In recent years work has concentrated in particular on the estimation of preimages of parameterised functions and to robust control theory by the COPRIN working group of INRIA in Sophia Antipolis in France.[21]

There are many software packages that permit the development of numerical applications using interval arithmetic.[22] These are usually provided in the form of program libraries. There are also C++ and Fortran compilers that handle interval data types and suitable operations as a language extension, so interval arithmetic is supported directly.

Since 1967, Extensions for Scientific Computation (XSC) have been developed in the University of Karlsruhe for various programming languages, such as C++, Fortran and Pascal.[23] The first platform was a Zuse Z23, for which a new interval data type with appropriate elementary operators was made available. There followed in 1976, Pascal-SC, a Pascal variant on a Zilog Z80 that it made possible to create fast, complicated routines for automated result verification. Then came the Fortran 77-based ACRITH-XSC for the System/370 architecture (FORTRAN-SC), which was later delivered by IBM. Starting from 1991 one could produce code for C compilers with Pascal-XSC; a year later the C++ class library supported C-XSC on many different computer systems. In 1997, all XSC variants were made available under the GNU General Public License. At the beginning of 2000 C-XSC 2.0 was released under the leadership of the working group for scientific computation at the Bergische University of Wuppertal to correspond to the improved C++ standard.

Another C++-class library was created in 1993 at the Hamburg University of Technology called Profil/BIAS (Programmer's Runtime Optimized Fast Interval Library, Basic Interval Arithmetic), which made the usual interval operations more user friendly. It emphasized the efficient use of hardware, portability and independence of a particular presentation of intervals.

The Boost collection of C++ libraries contains a template class for intervals. Its authors are aiming to have interval arithmetic in the standard C++ language.[24]

The Frink programming language has an implementation of interval arithmetic that handles arbitrary-precision numbers. Programs written in Frink can use intervals without rewriting or recompilation.

Gaol[25] is another C++ interval arithmetic library that is unique in that it offers the relational interval operators used in interval constraint programming.

The Moore library[26] is an efficient implementation of interval arithmetic in C++. It provides intervals with endpoints of arbitrary precision and is based on the ``concepts´´ feature of C++.

The Julia programming language[27] has an implementation of interval arithmetics along with high-level features, such as root-finding (for both real and complex-valued functions) and interval constraint programming, via the ValidatedNumerics.jl package.[28]

In addition computer algebra systems, such as FriCAS, Mathematica, Maple, Maxima (software)[29] and MuPAD, can handle intervals.

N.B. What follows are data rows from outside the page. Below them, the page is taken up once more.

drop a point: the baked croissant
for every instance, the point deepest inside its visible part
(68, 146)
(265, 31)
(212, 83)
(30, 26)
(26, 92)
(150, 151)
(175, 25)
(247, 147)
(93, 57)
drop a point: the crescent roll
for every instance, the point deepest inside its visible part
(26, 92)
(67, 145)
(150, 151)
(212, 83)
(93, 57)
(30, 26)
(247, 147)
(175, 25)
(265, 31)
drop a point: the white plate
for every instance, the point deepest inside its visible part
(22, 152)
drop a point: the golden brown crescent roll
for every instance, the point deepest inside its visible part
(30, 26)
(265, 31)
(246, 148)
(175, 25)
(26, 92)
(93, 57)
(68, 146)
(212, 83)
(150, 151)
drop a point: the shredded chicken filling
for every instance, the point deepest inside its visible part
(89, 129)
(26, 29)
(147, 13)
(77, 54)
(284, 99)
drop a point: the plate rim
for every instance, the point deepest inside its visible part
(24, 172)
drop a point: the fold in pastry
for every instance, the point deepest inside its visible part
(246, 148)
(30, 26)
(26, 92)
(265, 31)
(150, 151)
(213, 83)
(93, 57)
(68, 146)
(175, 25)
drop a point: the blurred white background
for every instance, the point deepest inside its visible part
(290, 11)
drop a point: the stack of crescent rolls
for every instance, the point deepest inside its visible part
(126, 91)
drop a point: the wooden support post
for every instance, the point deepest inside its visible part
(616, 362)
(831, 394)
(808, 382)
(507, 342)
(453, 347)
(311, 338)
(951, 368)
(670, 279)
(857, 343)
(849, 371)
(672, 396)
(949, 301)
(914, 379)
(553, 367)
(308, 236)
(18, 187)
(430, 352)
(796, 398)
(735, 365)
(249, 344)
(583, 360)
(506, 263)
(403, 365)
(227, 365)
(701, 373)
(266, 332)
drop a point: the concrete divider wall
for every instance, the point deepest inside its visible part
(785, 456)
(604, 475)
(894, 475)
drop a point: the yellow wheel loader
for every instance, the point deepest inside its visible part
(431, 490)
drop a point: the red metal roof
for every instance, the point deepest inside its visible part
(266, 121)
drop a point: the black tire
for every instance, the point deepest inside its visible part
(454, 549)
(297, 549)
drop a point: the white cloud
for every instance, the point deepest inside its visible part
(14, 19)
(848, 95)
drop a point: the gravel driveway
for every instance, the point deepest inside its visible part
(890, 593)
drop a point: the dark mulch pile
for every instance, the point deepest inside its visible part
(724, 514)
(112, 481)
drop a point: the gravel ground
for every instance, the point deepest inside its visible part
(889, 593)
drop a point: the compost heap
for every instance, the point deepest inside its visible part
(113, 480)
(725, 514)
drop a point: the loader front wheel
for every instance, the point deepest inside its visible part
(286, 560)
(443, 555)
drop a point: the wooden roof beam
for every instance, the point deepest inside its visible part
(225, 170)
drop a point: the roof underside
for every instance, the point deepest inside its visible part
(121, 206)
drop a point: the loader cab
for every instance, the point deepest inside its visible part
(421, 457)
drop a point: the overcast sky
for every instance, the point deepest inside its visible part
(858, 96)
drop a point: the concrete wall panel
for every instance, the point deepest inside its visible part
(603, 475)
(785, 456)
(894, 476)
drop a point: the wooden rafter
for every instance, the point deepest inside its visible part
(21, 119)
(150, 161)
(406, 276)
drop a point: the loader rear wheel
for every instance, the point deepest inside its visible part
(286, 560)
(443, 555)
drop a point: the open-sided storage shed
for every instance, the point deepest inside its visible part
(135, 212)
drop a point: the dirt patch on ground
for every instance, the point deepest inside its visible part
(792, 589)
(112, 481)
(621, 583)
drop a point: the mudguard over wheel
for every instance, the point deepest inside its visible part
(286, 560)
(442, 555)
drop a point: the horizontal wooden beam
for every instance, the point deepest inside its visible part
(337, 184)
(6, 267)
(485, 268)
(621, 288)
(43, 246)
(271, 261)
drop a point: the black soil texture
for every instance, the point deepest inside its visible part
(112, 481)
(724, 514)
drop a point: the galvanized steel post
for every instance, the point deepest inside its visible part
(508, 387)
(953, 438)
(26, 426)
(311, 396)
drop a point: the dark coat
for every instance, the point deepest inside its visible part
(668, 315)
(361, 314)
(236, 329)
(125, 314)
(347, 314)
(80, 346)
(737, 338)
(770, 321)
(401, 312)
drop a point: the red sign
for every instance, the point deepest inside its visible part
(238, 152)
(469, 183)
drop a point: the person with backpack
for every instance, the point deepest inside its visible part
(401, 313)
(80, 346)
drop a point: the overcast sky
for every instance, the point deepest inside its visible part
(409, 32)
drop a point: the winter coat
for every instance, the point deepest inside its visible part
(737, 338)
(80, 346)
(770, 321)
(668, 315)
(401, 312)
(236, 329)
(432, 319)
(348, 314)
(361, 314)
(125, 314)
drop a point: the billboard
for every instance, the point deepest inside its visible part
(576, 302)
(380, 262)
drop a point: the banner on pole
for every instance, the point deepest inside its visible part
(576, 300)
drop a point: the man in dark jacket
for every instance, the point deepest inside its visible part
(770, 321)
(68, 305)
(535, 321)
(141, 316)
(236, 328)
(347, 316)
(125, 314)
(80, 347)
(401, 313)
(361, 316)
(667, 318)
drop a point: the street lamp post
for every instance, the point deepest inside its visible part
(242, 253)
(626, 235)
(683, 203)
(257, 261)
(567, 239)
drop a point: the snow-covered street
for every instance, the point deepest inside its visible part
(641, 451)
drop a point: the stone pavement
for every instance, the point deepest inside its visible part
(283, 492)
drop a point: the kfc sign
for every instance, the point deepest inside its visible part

A Matlab extension Intlab[30] builds on BLAS routines, and the Toolbox b4m makes a Profil/BIAS interface.[30][31] Moreover, the Software Euler Math Toolbox includes an interval arithmetic.

A library for the functional language OCaml was written in assembly language and C.[32]

A standard for interval arithmetic, IEEE Std 1788-2015, has been approved in June 2015.[33] Two reference implementations are freely available.[34] These have been developed by members of the standard's working group: The libieeep1788[35] library for C++, and the interval package[36] for GNU Octave.

A minimal subset of the standard, IEEE Std 1788.1-2017, has been approved in December 2017 and published in February 2018. It should be easier to implement and may speed production of implementations.[37]

Several international conferences or workshop take place every year in the world. The main conference is probably SCAN (International Symposium on Scientific Computing, Computer Arithmetic, and Verified Numerical Computation), but there is also SWIM (Small Workshop on Interval Methods), PPAM (International Conference on Parallel Processing and Applied Mathematics), REC (International Workshop on Reliable Engineering Computing).